Increasing transparency holds tech companies accountable, and it could foster greater data-sharing to collectively reduce the environmental impact of AI.

In addition, explorations into operating underwater data centers have shown promise. Microsoft launched Project Natick which deploys data centers on the ocean floor. The researchers hypothesized that these underwater data centers could reduce emissions and save on water required for cooling. After deploying the data center underwater for two years, the project demonstrated improved hardware reliability and a reduced need for replacement parts.

Other companies like Subsea Cloud are exploring subsea data centers too, having deployed one of its centers off the coast of Washington.

Apart from reducing consumption, prioritizing computationally efficient hardware and algorithms can further reduce the carbon footprint of AI. Untether AI is a Canadian firm that develops ultra-efficient, high-performance AI chips that scale more efficiently and cater to the needs of the masses.

Hyperscale facilities — massive centralized computing facilities that are highly efficient and are operated by a single company — are another option, as they offer significant advantages in energy consumption.

Operating at scale provides numerous cost advantages and greater resource sharing, something that smaller-scale facilities may not be able to achieve.
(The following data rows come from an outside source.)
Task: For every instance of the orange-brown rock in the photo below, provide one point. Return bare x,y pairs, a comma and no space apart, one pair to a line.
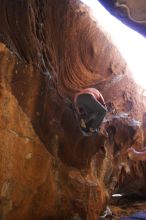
48,170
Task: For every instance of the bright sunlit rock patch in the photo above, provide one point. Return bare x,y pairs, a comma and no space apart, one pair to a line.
131,44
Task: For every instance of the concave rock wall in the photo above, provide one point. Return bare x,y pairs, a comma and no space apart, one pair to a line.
48,169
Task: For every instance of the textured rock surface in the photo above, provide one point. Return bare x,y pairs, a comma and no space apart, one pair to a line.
76,175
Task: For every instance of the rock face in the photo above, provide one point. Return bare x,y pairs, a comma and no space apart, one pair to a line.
48,170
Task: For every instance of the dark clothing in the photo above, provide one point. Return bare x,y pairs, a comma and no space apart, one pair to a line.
90,113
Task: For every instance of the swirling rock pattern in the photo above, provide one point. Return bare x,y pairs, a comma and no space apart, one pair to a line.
62,50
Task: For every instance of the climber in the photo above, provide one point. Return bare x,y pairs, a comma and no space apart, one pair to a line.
136,155
90,110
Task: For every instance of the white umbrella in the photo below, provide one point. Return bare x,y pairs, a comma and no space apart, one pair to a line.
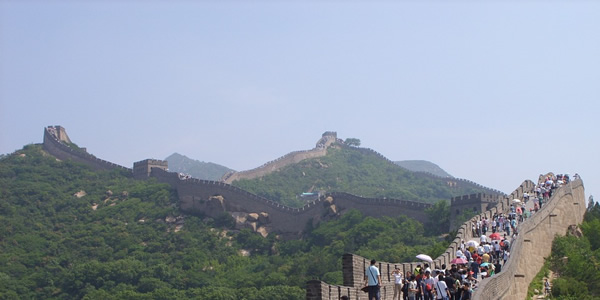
425,257
472,243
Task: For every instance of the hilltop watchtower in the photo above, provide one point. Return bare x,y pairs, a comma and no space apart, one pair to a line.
142,169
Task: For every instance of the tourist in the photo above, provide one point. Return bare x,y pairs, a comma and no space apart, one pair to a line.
427,286
466,292
397,284
412,288
373,281
441,289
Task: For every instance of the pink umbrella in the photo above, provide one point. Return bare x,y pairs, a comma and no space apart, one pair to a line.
495,236
458,260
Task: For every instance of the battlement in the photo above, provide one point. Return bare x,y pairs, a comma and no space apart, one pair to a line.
55,139
476,198
566,207
142,169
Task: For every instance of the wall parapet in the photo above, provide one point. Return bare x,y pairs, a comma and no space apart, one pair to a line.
54,146
566,207
354,265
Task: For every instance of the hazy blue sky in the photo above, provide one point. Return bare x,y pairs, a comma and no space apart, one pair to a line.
493,92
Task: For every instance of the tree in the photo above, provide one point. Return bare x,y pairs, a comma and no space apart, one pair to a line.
352,142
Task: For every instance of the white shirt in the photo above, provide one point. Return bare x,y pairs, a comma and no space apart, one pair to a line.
372,272
398,278
441,289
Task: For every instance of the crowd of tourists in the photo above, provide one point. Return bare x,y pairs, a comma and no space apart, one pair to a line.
475,260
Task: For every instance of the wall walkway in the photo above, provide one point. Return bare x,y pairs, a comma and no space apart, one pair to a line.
566,207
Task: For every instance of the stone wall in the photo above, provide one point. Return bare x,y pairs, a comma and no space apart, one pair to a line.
534,243
195,195
353,266
58,149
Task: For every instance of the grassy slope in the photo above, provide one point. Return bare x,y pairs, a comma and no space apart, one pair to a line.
352,171
53,245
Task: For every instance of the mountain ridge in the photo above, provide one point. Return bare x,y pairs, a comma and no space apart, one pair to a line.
198,169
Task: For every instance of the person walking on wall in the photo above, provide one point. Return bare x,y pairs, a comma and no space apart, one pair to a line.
373,280
397,284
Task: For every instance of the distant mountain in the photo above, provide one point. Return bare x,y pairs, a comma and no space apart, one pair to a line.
356,171
197,169
423,166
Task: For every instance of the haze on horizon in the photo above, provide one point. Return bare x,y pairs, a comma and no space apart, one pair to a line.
492,92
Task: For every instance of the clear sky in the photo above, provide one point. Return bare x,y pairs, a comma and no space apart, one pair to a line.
495,92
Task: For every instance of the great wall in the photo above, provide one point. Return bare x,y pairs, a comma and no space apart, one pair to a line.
565,208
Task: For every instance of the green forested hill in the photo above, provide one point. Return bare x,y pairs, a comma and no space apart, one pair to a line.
55,245
350,170
423,166
197,169
575,262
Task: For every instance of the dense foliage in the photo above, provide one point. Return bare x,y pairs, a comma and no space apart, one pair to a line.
197,169
55,245
576,261
351,170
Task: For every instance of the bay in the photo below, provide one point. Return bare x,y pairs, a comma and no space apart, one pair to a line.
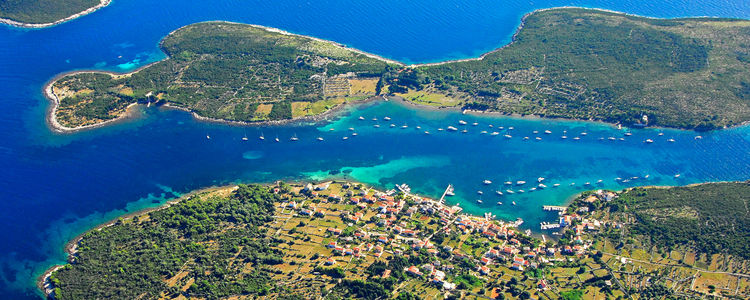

According to a 2018 report, the adoption of hyperscale facilities for the entire cloud infrastructure could potentially result in a 25% reduction in energy consumption.

Lastly, government and regulatory bodies have a role to play in promoting green technology adoption in data centers. Carbon accounting software such as Microsoft Cloud for Sustainability and Salesforce Net Zero Cloud help track companies’ carbon footprints, increasing accountability.

Establishing standards that prioritize sustainability in data centers is essential. The AI for Good Foundation has been collaborating with governments to develop green AI frameworks that could incentivize the use of renewable energy sources by tech companies.

With greater collaboration and efficient infrastructure, AI’s environmental impact can be further reduced, allowing for its benefits to be realized while prioritizing sustainability.